When we think about inheritance of an infection, we usually assume that the infection is inherited from the mother. However, recent research shows that toxoplasmosis is not always passed down from mother to fetus; a child may also inherit the disease from their father! The thought of a child inheriting an infection from the father sounds almost impossible as the father has no contact with the growing fetus. However, keep in mind that inheritance is not limited to the genetic transmission of live parasites from father to fetus. In this case, the infection is transmitted from father to fetus through epigenetic changes—changes in gene expression due to environmental factors—caused by toxoplasmosis in the father’s DNA. If the father was infected with Toxoplasma gondii before conception, the epigenetic changes caused by the infection alter the expression of genes in some sperm by targeting small RNA within the sperm. Now, if one of these epigenetically modified sperm happens to successfully fertilize an ovum, the child may be born with the toxoplasmosis infection.

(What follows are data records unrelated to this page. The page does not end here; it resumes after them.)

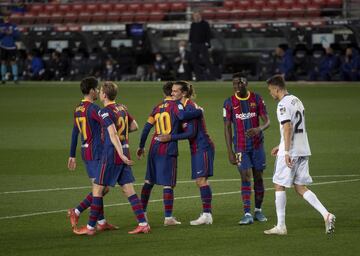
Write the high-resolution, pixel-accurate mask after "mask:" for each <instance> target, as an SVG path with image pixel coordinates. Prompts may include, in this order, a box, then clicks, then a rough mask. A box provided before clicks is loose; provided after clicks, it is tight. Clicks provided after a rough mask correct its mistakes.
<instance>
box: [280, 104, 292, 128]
mask: <svg viewBox="0 0 360 256" xmlns="http://www.w3.org/2000/svg"><path fill="white" fill-rule="evenodd" d="M276 114H277V118H278V120H279V123H281V124H283V123H285V122H288V121H290V120H291V113H290V108H288V106H286V105H285V104H284V103H279V104H278V106H277V110H276Z"/></svg>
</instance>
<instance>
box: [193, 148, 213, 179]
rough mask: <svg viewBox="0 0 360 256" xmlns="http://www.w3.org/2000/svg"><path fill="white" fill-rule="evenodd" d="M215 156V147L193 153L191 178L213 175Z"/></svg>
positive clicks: (195, 178)
mask: <svg viewBox="0 0 360 256" xmlns="http://www.w3.org/2000/svg"><path fill="white" fill-rule="evenodd" d="M214 156H215V151H214V150H213V149H208V150H206V151H199V152H196V153H195V154H194V155H191V178H192V179H196V178H200V177H206V178H207V177H211V176H213V173H214Z"/></svg>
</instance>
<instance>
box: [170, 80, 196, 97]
mask: <svg viewBox="0 0 360 256" xmlns="http://www.w3.org/2000/svg"><path fill="white" fill-rule="evenodd" d="M174 84H176V85H180V86H181V88H180V90H181V92H186V95H185V97H186V98H189V99H190V98H195V96H196V95H195V90H194V88H193V86H192V84H190V83H189V82H186V81H176V82H175V83H174Z"/></svg>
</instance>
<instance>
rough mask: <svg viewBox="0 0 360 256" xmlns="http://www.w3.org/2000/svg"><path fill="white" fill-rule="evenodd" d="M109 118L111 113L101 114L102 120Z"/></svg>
mask: <svg viewBox="0 0 360 256" xmlns="http://www.w3.org/2000/svg"><path fill="white" fill-rule="evenodd" d="M108 116H109V113H104V114H101V117H102V119H105V118H106V117H108Z"/></svg>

Seeing that Toxoplasma gondii causes mice to have a special attraction towards cats, can an infection with this parasite be the reason why so many humans identify as “cat people,” or people that prefer cats as pets? Unfortunately, there has not been substantial research either affirming or debunking this claim. As for mice, it is clear that Toxoplasma gondii is at least partially responsible for their unnatural affinity towards cats. Now, if you ever come across a scene in Tom and Jerry where Jerry displays no fear of Tom, you know that it just might beToxoplasma gondii controlling Jerry’s every move.